Besides these well-characterized pathways, several less characterized signaling pathways have been implicated in mantle-cell regenerative responses; for example, atg2bl, a putative mediator of autophagy, is upregulated (Steiner et al., 2014). However, further investigation is required to validate their roles in HC regeneration.

2.1.2. The chick utricle

Avian sensory epithelia provide enriched information sources for HC regeneration. The chick utricle culture is believed to resemble the utricle in vivo as regards to its regenerative responses and thus provide important insights into signaling pathways during HC regeneration. After an initial report in which transcriptome in chick utricle cultures were analyzed during the initial 48 h after laser or neomycin damage (Hawkins et al., 2007), Lovett and colleagues further investigated the gene expression profiles using RNA-seq in chick utricle cultures up to 168 h after a one-day aminoglycoside antibiotic treatment (Ku et al., 2014). They uncovered three sequential but overlapping phases of HC regeneration: DNA replication/cell cycle control; conversion; and regenerative proliferation.
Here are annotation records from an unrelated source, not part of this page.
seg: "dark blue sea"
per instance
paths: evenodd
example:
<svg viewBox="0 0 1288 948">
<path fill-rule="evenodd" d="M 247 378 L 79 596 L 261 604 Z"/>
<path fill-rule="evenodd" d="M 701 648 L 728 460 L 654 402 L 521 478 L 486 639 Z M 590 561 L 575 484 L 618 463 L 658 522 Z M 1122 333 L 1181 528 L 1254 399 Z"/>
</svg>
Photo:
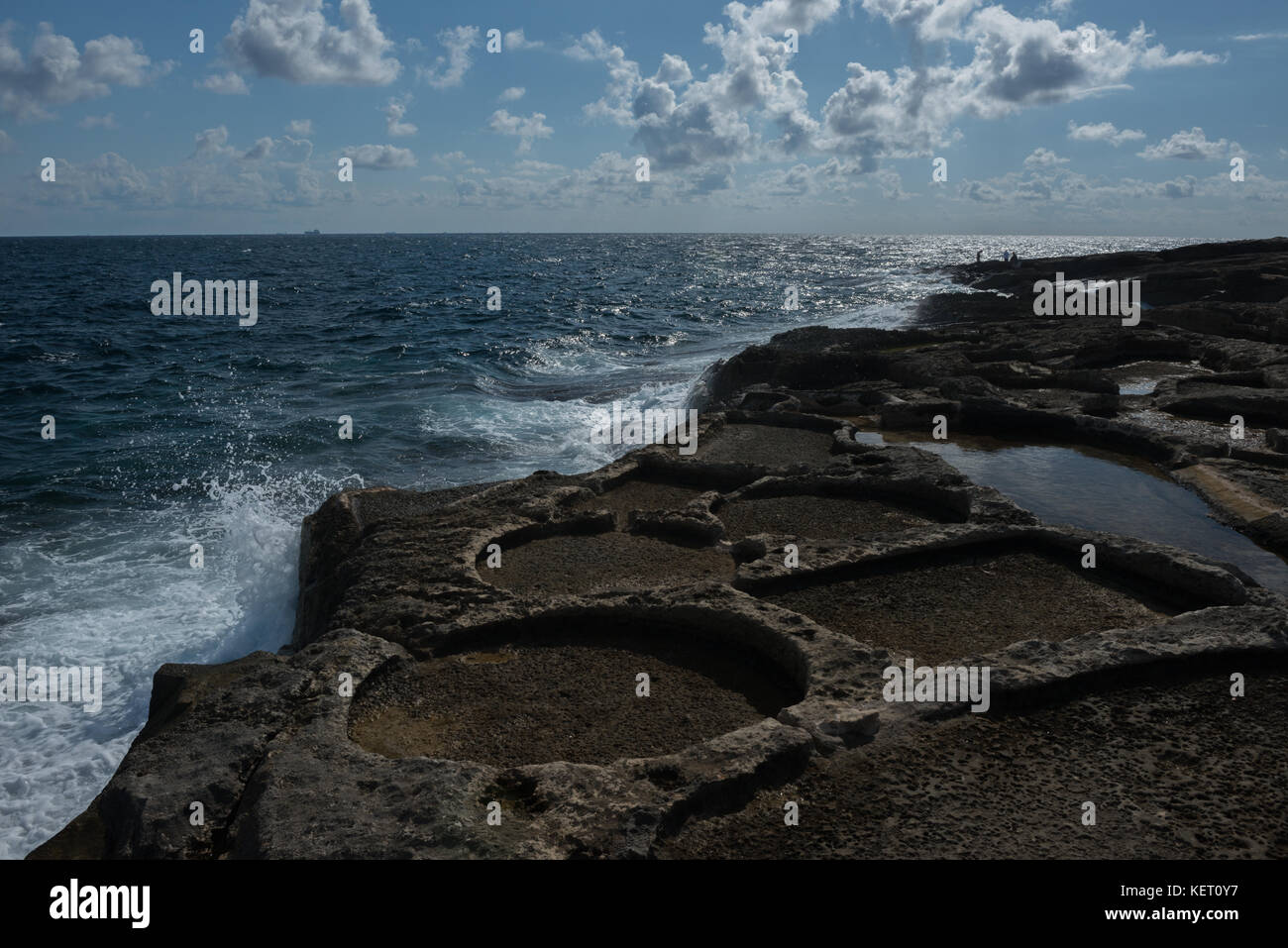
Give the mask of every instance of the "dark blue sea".
<svg viewBox="0 0 1288 948">
<path fill-rule="evenodd" d="M 300 520 L 348 487 L 578 471 L 598 406 L 701 407 L 711 363 L 893 327 L 983 249 L 1175 240 L 249 236 L 0 240 L 0 665 L 94 666 L 97 715 L 0 712 L 0 857 L 102 790 L 164 662 L 290 639 Z M 153 281 L 256 280 L 258 322 L 153 316 Z M 501 291 L 500 312 L 487 291 Z M 786 287 L 800 308 L 783 308 Z M 352 441 L 337 437 L 341 415 Z M 53 416 L 55 437 L 43 439 Z M 205 565 L 189 564 L 191 544 Z"/>
</svg>

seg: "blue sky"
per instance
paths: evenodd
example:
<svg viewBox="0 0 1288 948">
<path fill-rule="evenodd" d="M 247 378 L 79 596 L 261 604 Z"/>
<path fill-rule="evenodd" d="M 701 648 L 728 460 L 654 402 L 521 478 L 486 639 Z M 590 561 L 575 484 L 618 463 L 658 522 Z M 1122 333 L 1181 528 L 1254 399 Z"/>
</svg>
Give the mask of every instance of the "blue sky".
<svg viewBox="0 0 1288 948">
<path fill-rule="evenodd" d="M 188 6 L 8 6 L 0 233 L 1288 229 L 1279 0 Z"/>
</svg>

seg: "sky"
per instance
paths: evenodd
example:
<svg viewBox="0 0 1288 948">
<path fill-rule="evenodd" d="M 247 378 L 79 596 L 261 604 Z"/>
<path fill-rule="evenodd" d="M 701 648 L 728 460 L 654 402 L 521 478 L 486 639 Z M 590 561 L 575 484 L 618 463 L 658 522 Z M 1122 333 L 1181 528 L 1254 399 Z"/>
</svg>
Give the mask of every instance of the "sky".
<svg viewBox="0 0 1288 948">
<path fill-rule="evenodd" d="M 1288 232 L 1283 0 L 0 17 L 5 236 Z"/>
</svg>

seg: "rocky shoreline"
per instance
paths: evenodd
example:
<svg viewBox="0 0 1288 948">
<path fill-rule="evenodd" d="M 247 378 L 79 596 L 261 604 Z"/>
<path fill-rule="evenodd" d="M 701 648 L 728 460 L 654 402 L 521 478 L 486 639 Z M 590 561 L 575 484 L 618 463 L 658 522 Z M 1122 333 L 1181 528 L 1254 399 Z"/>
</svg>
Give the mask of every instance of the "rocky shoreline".
<svg viewBox="0 0 1288 948">
<path fill-rule="evenodd" d="M 1036 317 L 1057 272 L 1148 309 Z M 292 647 L 157 671 L 32 858 L 1288 855 L 1288 598 L 855 437 L 1112 450 L 1288 555 L 1288 240 L 953 276 L 715 366 L 693 456 L 331 497 Z"/>
</svg>

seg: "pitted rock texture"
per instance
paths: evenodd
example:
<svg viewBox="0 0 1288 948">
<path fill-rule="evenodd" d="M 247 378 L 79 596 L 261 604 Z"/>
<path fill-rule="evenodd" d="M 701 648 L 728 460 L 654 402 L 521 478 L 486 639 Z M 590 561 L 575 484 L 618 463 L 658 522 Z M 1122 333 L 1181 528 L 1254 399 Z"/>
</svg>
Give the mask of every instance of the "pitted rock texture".
<svg viewBox="0 0 1288 948">
<path fill-rule="evenodd" d="M 1135 452 L 1288 549 L 1260 428 L 1288 339 L 1231 309 L 1274 309 L 1285 247 L 962 268 L 1015 294 L 1145 269 L 1157 308 L 996 322 L 1025 300 L 949 295 L 926 310 L 962 325 L 714 367 L 693 455 L 336 495 L 303 527 L 292 648 L 164 666 L 116 775 L 33 855 L 1283 857 L 1288 600 L 854 434 L 943 415 Z M 1167 299 L 1199 291 L 1220 331 Z M 988 710 L 891 701 L 908 662 L 988 668 Z"/>
</svg>

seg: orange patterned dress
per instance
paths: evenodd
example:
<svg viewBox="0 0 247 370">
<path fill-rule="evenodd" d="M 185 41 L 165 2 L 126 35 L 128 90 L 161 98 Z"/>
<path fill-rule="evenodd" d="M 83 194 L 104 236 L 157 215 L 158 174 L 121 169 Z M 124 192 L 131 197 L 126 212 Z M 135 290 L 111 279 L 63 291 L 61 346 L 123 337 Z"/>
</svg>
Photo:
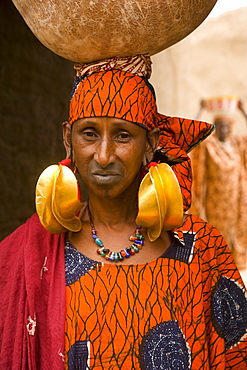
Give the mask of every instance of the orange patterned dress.
<svg viewBox="0 0 247 370">
<path fill-rule="evenodd" d="M 65 369 L 247 369 L 247 298 L 222 236 L 192 215 L 173 235 L 137 265 L 66 241 Z"/>
</svg>

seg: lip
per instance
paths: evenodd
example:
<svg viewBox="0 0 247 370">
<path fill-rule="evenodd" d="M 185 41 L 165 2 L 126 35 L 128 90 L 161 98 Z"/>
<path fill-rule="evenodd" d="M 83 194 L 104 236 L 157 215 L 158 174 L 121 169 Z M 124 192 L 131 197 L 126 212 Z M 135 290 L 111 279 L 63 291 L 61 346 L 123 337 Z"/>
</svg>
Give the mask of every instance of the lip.
<svg viewBox="0 0 247 370">
<path fill-rule="evenodd" d="M 118 174 L 112 172 L 95 172 L 92 174 L 98 184 L 112 184 L 118 180 Z"/>
</svg>

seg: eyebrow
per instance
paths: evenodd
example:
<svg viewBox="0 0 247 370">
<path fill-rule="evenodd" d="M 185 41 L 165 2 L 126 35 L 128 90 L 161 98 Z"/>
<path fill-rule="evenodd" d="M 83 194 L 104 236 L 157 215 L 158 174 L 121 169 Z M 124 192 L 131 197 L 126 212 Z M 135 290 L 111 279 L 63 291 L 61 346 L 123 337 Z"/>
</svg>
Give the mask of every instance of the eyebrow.
<svg viewBox="0 0 247 370">
<path fill-rule="evenodd" d="M 93 118 L 93 117 L 92 117 Z M 111 117 L 110 117 L 111 118 Z M 90 126 L 96 126 L 96 125 L 100 125 L 100 123 L 99 122 L 97 122 L 97 121 L 94 121 L 94 120 L 92 120 L 91 119 L 91 117 L 86 117 L 85 118 L 85 121 L 83 121 L 83 122 L 79 122 L 79 124 L 81 124 L 81 125 L 90 125 Z M 128 122 L 128 121 L 124 121 L 124 120 L 121 120 L 121 118 L 116 118 L 116 120 L 114 120 L 113 122 L 112 122 L 112 124 L 114 124 L 114 126 L 115 127 L 119 127 L 119 126 L 124 126 L 124 125 L 129 125 L 129 124 L 131 124 L 131 125 L 133 125 L 133 123 L 132 122 Z"/>
</svg>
As expected, the Notch and FGF signaling pathways play critical but complex roles in these time windows. Specifically, Notch signaling was elevated after the damage possibly as a consequence of upregulation of Atoh1, followed by a transient inhibition at 48–72 hour time window when DNA replication signal and the SC-to-HC conversion are at the peak. Meanwhile, the FGF signaling is more complicated – different FGF family members showed variable expression patterns during the regeneration process. With additional experiments (adding exogenous FGF20 or a FGFR inhibitor), the authors concluded that the FGF signaling (especially FGF20) was a negative mediator for regenerative proliferation. Indeed, FGF signaling function depends on cellular context – although mostly demonstrated for their roles in promoting proliferation (e.g. (De Moerlooze et al., 2000)), the FGFR3 signal drives differentiation while suppresses proliferation in bone development (Colvin et al., 1996). Notably, in early developmental stage (i.e. E10.5 – E12.5) of the murine cochlea, FGF20 is required for sensory progenitor cell proliferation (Huh et al., 2015).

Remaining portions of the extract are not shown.